AFPs strongly defend their operations. They maintain that the drugs are safe, legally obtained under personal importation interpretations, and provide a necessary service by making life-saving treatments affordable. Some program operators have pushed back against regulators, insisting their model helps patients who might otherwise ration or skip medications due to cost.

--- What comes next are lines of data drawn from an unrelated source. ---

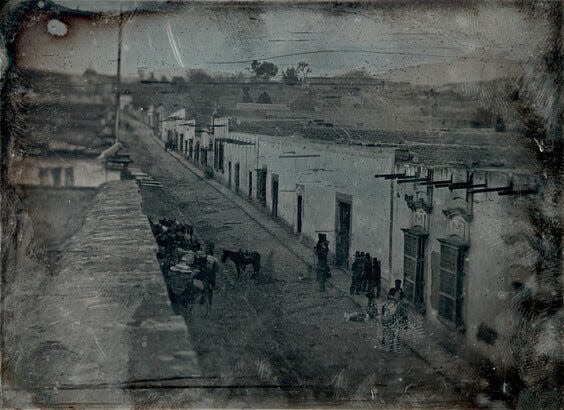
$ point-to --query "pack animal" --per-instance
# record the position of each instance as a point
(242, 260)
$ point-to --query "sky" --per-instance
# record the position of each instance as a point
(332, 40)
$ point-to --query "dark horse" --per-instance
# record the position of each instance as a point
(242, 259)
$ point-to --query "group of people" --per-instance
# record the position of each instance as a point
(366, 275)
(180, 251)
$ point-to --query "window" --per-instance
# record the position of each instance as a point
(414, 266)
(69, 176)
(451, 281)
(221, 156)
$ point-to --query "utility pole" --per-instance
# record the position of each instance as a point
(118, 78)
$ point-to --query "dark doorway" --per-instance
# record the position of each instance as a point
(237, 177)
(261, 186)
(343, 239)
(274, 186)
(299, 212)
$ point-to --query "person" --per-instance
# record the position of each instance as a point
(356, 274)
(208, 274)
(376, 276)
(366, 272)
(396, 292)
(321, 251)
(371, 309)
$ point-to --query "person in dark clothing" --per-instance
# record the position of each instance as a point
(321, 252)
(356, 273)
(396, 292)
(376, 277)
(366, 272)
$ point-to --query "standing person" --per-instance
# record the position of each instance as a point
(366, 272)
(356, 274)
(322, 251)
(376, 276)
(208, 275)
(396, 292)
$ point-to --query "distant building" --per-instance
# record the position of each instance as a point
(449, 243)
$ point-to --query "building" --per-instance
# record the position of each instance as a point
(453, 233)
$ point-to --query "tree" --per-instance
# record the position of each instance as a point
(290, 76)
(264, 98)
(264, 70)
(294, 75)
(246, 95)
(302, 71)
(199, 76)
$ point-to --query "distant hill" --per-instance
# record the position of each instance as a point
(456, 71)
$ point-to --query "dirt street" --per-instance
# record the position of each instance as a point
(275, 340)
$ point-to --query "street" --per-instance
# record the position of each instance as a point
(276, 340)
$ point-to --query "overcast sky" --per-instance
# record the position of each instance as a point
(332, 41)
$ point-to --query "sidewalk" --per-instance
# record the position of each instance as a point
(420, 337)
(101, 331)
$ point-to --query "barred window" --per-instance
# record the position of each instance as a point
(451, 282)
(414, 266)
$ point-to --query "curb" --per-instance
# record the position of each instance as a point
(453, 379)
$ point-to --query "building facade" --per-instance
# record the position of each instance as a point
(454, 235)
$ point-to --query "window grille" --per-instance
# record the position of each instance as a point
(451, 282)
(414, 266)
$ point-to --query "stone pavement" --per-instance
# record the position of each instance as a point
(421, 338)
(101, 331)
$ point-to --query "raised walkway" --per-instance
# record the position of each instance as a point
(101, 332)
(421, 338)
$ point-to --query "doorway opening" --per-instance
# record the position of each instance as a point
(261, 186)
(237, 177)
(299, 214)
(343, 228)
(274, 186)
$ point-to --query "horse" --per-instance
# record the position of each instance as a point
(242, 259)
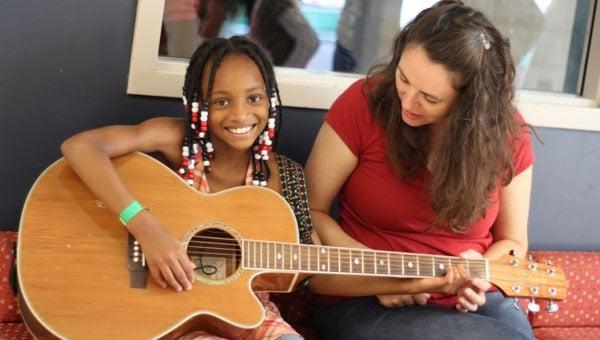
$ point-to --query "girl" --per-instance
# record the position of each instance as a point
(227, 139)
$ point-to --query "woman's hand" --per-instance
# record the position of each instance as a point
(167, 261)
(401, 300)
(472, 295)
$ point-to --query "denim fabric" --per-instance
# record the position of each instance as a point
(366, 318)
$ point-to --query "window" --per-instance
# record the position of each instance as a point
(556, 45)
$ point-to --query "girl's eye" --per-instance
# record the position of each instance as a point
(255, 99)
(221, 102)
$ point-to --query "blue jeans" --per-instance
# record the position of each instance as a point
(366, 318)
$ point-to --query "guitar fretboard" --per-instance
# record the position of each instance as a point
(286, 257)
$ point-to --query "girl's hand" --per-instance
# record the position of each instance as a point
(167, 261)
(401, 300)
(472, 295)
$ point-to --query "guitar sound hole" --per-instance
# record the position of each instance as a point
(215, 253)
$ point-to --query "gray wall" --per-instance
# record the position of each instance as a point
(63, 69)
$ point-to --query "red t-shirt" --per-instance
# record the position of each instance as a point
(384, 212)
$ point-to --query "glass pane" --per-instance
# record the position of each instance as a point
(548, 37)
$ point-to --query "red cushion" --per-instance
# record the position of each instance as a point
(14, 330)
(8, 304)
(580, 308)
(566, 333)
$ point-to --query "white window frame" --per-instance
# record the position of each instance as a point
(163, 76)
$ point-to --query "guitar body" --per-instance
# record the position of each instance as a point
(73, 255)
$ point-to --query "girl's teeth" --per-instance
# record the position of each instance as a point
(241, 130)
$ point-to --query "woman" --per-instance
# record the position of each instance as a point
(430, 157)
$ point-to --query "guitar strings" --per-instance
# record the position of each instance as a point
(220, 246)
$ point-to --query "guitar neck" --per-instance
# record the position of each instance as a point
(286, 257)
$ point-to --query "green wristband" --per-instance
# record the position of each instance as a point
(130, 212)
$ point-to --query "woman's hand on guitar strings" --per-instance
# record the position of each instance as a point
(472, 295)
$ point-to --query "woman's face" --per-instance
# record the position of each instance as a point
(425, 88)
(238, 106)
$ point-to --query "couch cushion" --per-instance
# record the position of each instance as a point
(8, 304)
(14, 330)
(566, 333)
(580, 308)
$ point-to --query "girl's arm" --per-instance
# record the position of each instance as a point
(329, 165)
(89, 154)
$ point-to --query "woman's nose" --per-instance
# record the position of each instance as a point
(409, 99)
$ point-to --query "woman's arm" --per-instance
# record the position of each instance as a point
(89, 154)
(510, 233)
(328, 167)
(510, 229)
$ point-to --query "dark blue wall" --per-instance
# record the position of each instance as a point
(63, 69)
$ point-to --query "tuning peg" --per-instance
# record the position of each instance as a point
(532, 306)
(516, 304)
(552, 307)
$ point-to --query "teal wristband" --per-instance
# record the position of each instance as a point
(130, 212)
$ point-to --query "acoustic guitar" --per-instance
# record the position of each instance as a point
(82, 276)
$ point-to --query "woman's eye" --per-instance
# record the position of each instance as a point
(430, 100)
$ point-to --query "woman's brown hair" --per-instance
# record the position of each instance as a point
(475, 154)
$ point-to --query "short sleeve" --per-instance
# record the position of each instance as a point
(350, 117)
(523, 156)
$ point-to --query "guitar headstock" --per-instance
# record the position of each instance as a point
(518, 277)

### A Symptom of Broader Drug Pricing Challenges
The proliferation of AFPs reflects deeper tensions in the U.S. pharmaceutical market. Brand-name and specialty drugs often launch at high prices, with manufacturers implementing annual increases. While policies like the Inflation Reduction Act have enabled Medicare to negotiate prices for certain drugs, they have not fully addressed costs in employer-sponsored plans, which cover most working-age Americans.
Other efforts to lower prices include state-level Canadian importation pilots, though these operate under strict FDA oversight and have moved slowly. Broader debates continue around patent protections, generic and biosimilar competition, and the fact that high U.S. prices help subsidize global research and development.
As of early 2026, the FDA declined to issue specific new guidance clarifying its stance on AFPs despite requests from health policy groups. Meanwhile, bipartisan concern has grown, with calls for stronger enforcement to protect patients while addressing the root issue of affordability.
The CNBC investigation underscores a difficult tradeoff: soaring domestic prices create strong demand for workarounds, but those workarounds carry legal and health risks that federal agencies prioritize. For patients facing serious illnesses, the choice often feels like one between financial relief and assured safety under the regulated U.S. system.
True long-term solutions likely require a mix of greater pricing transparency, faster market competition for generics and biosimilars, and reforms that balance innovation incentives with patient access. Until then, programs like AFPs are likely to remain a flashpoint in the ongoing battle over American drug costs.